Scope
A security assessment of a cross-border data transfer should focus on the following aspects:
- the necessity of the cross-border data transfer;
- the personal information involved, including the amount, scope, type, and degree of sensitivity; and whether the data subject has consented to the cross-border transfer of his/her personal information, etc.;
- the important data involved, including the amount, scope, type, degree of sensitivity of the important data, etc.;
- the security measures, capability and level of security protection of the data receiver, and the cybersecurity environment of the country or region in which the data receiver is located;
- risks of leakage, damage, tampering and abuse of data after the cross-border data transfer or subsequent re-transfer;
- risk of harm to national security, social public interest and individual legitimate interests arising from the cross-border transfer and convergence of data; and
- other important aspects that need to be assessed.

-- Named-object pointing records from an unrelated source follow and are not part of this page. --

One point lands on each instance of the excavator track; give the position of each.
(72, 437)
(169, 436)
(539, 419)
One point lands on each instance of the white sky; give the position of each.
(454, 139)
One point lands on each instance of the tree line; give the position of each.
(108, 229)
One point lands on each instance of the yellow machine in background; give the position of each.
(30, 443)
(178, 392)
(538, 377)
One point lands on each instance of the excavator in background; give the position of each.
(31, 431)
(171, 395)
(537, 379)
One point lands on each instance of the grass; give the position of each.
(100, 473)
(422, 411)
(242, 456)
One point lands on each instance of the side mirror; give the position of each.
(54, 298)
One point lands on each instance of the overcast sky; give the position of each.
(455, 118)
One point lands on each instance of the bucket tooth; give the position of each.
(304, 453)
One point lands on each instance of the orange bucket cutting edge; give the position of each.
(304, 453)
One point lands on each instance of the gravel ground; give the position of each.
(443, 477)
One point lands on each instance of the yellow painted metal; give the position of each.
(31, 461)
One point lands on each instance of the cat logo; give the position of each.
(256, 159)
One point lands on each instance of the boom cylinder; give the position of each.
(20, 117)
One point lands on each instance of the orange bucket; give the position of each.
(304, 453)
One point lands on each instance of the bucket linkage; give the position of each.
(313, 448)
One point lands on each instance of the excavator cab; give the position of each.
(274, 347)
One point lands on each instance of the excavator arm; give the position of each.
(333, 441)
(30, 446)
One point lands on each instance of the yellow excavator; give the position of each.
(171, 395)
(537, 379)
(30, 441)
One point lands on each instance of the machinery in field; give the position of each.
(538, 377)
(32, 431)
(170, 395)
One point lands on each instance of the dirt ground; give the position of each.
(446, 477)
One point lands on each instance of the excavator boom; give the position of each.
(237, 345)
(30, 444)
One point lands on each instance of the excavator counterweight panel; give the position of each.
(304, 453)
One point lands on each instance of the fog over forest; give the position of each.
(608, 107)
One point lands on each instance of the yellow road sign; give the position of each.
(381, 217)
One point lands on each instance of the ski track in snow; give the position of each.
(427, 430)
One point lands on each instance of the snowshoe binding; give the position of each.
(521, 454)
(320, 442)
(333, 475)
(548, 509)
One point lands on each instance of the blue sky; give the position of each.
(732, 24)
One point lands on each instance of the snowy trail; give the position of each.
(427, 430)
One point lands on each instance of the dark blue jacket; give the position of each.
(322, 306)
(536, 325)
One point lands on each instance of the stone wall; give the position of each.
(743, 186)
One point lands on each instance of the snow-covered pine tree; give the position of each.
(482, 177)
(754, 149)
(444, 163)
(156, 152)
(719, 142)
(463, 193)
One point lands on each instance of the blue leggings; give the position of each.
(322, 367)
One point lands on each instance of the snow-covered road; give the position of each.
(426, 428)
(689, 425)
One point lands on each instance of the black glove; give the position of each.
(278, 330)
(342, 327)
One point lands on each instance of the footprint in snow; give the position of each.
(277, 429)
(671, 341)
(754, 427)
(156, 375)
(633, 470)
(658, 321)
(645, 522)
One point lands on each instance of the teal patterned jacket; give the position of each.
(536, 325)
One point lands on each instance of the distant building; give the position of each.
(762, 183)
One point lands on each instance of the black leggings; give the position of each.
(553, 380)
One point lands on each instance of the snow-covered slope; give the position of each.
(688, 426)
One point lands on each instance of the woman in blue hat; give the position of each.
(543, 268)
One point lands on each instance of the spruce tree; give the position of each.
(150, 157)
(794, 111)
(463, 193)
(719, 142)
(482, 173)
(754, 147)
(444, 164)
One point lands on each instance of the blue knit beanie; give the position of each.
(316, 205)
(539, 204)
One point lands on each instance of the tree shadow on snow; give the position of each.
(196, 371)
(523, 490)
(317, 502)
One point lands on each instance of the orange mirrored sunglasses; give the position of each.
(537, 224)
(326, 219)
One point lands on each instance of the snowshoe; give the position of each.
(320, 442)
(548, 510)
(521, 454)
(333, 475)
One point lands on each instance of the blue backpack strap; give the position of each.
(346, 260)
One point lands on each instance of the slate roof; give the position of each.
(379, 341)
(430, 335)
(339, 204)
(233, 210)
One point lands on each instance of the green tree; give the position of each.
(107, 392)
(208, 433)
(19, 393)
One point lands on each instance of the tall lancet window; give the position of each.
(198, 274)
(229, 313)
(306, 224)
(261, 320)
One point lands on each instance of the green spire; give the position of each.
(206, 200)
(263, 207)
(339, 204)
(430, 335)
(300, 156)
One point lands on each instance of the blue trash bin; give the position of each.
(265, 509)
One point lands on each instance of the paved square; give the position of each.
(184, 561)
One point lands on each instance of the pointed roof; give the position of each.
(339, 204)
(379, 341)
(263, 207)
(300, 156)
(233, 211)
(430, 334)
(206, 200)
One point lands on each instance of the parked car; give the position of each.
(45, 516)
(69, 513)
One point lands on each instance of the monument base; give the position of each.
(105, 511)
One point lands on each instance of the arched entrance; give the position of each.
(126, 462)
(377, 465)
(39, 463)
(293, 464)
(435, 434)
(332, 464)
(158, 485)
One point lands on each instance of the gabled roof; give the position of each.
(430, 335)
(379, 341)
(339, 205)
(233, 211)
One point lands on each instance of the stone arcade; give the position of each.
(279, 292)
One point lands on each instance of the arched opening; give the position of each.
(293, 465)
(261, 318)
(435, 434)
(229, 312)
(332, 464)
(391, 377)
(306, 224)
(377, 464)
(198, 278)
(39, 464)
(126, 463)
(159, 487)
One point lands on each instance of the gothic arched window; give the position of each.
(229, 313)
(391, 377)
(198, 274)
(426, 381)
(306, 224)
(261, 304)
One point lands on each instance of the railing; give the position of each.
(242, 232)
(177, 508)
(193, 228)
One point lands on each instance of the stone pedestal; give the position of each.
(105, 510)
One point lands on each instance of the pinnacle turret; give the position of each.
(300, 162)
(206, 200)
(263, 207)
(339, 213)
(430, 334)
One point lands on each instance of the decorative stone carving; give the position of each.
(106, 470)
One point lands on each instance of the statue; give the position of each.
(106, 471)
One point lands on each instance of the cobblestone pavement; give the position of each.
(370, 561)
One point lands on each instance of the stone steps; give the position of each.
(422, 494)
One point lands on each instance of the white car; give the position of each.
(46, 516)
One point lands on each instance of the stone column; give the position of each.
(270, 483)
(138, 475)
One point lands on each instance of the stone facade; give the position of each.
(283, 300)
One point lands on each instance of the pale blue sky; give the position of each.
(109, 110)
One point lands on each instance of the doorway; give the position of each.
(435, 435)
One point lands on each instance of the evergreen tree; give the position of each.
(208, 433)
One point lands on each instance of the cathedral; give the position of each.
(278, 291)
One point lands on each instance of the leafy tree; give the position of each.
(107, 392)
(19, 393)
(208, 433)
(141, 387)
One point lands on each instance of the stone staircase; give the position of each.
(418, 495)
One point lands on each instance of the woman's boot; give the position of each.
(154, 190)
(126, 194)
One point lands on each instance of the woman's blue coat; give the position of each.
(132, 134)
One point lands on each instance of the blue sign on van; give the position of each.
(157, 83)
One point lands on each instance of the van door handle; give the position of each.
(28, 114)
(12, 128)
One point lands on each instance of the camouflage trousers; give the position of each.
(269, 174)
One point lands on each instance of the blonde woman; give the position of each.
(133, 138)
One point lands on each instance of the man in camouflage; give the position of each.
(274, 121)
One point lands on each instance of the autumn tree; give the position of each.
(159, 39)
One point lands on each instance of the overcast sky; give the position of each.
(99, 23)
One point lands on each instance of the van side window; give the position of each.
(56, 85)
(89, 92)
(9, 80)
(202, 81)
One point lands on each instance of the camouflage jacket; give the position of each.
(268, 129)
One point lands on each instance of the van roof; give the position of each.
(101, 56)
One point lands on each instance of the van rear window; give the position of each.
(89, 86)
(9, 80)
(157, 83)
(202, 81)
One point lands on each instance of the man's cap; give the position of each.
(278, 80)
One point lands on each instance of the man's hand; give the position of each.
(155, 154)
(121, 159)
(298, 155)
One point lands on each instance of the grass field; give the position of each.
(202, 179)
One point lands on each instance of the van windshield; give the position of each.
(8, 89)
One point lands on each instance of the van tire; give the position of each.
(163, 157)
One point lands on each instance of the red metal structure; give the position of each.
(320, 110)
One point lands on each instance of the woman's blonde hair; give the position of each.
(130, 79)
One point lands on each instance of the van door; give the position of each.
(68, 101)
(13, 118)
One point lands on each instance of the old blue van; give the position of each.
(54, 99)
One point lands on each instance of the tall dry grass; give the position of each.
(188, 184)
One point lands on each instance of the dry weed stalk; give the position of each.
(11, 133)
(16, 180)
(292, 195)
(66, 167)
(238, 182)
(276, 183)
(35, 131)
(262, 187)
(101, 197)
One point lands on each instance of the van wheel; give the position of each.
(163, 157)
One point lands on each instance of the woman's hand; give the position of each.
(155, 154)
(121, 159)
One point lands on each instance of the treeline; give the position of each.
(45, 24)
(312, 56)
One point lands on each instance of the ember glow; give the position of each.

Based on the above, network operators must first prove the necessity of a cross-border data transfer before the data can be transferred out of China. However, the Measures have yet to provide any standard of proof in this respect. We understand that network operators may prove the necessity of a cross-border data transfer by explaining in detail the actual business needs.
Self-assessment
Under the Measures, a network operator should organise a security assessment on its own initiative prior to a cross-border data transfer taking effect. Network operators are to be responsible for the results of security assessments - meaning that network operators will be held liable if there is any violation in relation to the security assessments. They will also be held liable if they do not proactively conduct self-assessments prior to cross-border data transfers. However, the Measures fail to provide specific punitive measures for network operators violating such obligations.
Regulator assessment
Network operators should report to their respective industry regulators for the relevant regulator to organise a security assessment under any of the following circumstances:
- the data contains (or accumulatively contains) personal information of more than 500,000 individuals;
- the amount of data exceeds 1,000GB;
- the data contains information regarding nuclear facilities, chemical biology, national defense or military, population health, data related to large-scale engineering activities, the marine environment, or sensitive geographic information;
- the data contains cybersecurity information, such as system vulnerabilities or security measures relating to critical information infrastructure;
- provision of personal information or important data to overseas receivers by operators of CII; or
- other circumstances that may affect the national security and social public interests and are considered to be subject to assessment by the industry regulators or regulatory authorities.
Security assessment organised by industry regulators must be completed within 60 working days, and the results will be reported to CAC. Data will be prohibited from being transferred out of China under any of the following circumstances:
- the data subject does not consent to the cross-border transfer of his/her personal information, or if such transfer may bring harm to personal rights and interests;
- the cross-border data transfer poses risks to the security of State politics, the economy, technology, or national defense, and may affect national security or harm social and public interests; or
- other circumstances in which CAC, public security departments, or national security departments determine that the data is prohibited from being transferred out of China.
It is clear from item (1) above that network operators must first obtain the consent from data subjects prior to cross-border data transfers. The Measures do not provide how the circumstances (1) to (3) above are determined. It is expected that subsequent national standards or guidelines may be issued to shed light on this.
Annual assessment and re-assessment
After the initial self-assessment or regulator assessment prior to the cross-border data transfer, network operators are not required to carry out a security assessment every time they transfer the data out of China. Instead, network operators must conduct a security assessment at least once a year, and report the results to their respective industry regulators.
If the data recipient is changed, or there is any substantial change to the purpose, scope, amount, or type of the cross-border data transfer, or there is any material security incident relating to the data recipient or the data transferred out of China, a security assessment must be re-conducted in a timely manner.